Integration of sec inversex

Answer 1

x sec^{-1}(x) - sgn(x) ln|x + sqrt(x^2-1)| + C

Answer 2

To integrate $\sec^{-1}(x)$, we use the method of integration by parts.

Let $I = \int \sec^{-1}(x) dx$.
We can write this as $I = \int \sec^{-1}(x) \cdot 1 dx$.

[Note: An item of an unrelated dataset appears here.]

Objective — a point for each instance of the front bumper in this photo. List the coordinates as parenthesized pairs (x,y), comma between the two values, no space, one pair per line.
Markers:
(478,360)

Choose $u = \sec^{-1}(x)$ and $dv = 1 dx$.
Then, we find $du$ and $v$:
$du = \frac{d}{dx}(\sec^{-1}(x)) dx = \frac{1}{|x|\sqrt{x^2-1}} dx$
$v = \int 1 dx = x$

Now, apply the integration by parts formula $\int u dv = uv - \int v du$:
$I = \sec^{-1}(x) \cdot x - \int x \cdot \frac{1}{|x|\sqrt{x^2-1}} dx$
$I = x \sec^{-1}(x) - \int \frac{x}{|x|\sqrt{x^2-1}} dx$

The term $\frac{x}{|x|}$ is equal to $\text{sgn}(x)$ (the sign function), which is $1$ for $x>0$ and $-1$ for $x<0$.
Since the domain of $\sec^{-1}(x)$ is $(-\infty, -1] \cup [1, \infty)$, we consider two cases for $x$:

Case 1: $x > 1$
In this case, $|x| = x$, so $\frac{x}{|x|} = 1$.
$I = x \sec^{-1}(x) - \int \frac{1}{\sqrt{x^2-1}} dx$
The integral $\int \frac{1}{\sqrt{x^2-a^2}} dx = \ln|x + \sqrt{x^2-a^2}| + C$. Here $a=1$.
So, $\int \frac{1}{\sqrt{x^2-1}} dx = \ln|x + \sqrt{x^2-1}|$.
Since $x > 1$, $x + \sqrt{x^2-1}$ is always positive, so $|x + \sqrt{x^2-1}| = x + \sqrt{x^2-1}$.
Thus, for $x > 1$:
$I = x \sec^{-1}(x) - \ln(x + \sqrt{x^2-1}) + C_1$

Case 2: $x < -1$
In this case, $|x| = -x$, so $\frac{x}{|x|} = -1$.
$I = x \sec^{-1}(x) - \int \frac{-1}{\sqrt{x^2-1}} dx$
$I = x \sec^{-1}(x) + \int \frac{1}{\sqrt{x^2-1}} dx$
$I = x \sec^{-1}(x) + \ln|x + \sqrt{x^2-1}| + C_2$
For $x < -1$, $x + \sqrt{x^2-1}$ is negative (e.g., if $x=-2$, $x+\sqrt{x^2-1} = -2+\sqrt{3} \approx -0.268$).
So, $|x + \sqrt{x^2-1}| = -(x + \sqrt{x^2-1})$.
Thus, for $x < -1$:
$I = x \sec^{-1}(x) + \ln(-(x + \sqrt{x^2-1})) + C_2$

Combining the cases:
We can express the result in a single general form using the sign function, $\text{sgn}(x)$:
The integral $\int \frac{x}{|x|\sqrt{x^2-1}} dx = \int \frac{\text{sgn}(x)}{\sqrt{x^2-1}} dx$.
If $x > 1$, this is $\int \frac{1}{\sqrt{x^2-1}} dx = \ln|x + \sqrt{x^2-1}|$.
If $x < -1$, this is $\int \frac{-1}{\sqrt{x^2-1}} dx = -\ln|x + \sqrt{x^2-1}|$.
So, $\int \frac{\text{sgn}(x)}{\sqrt{x^2-1}} dx = \text{sgn}(x) \ln|x + \sqrt{x^2-1}|$.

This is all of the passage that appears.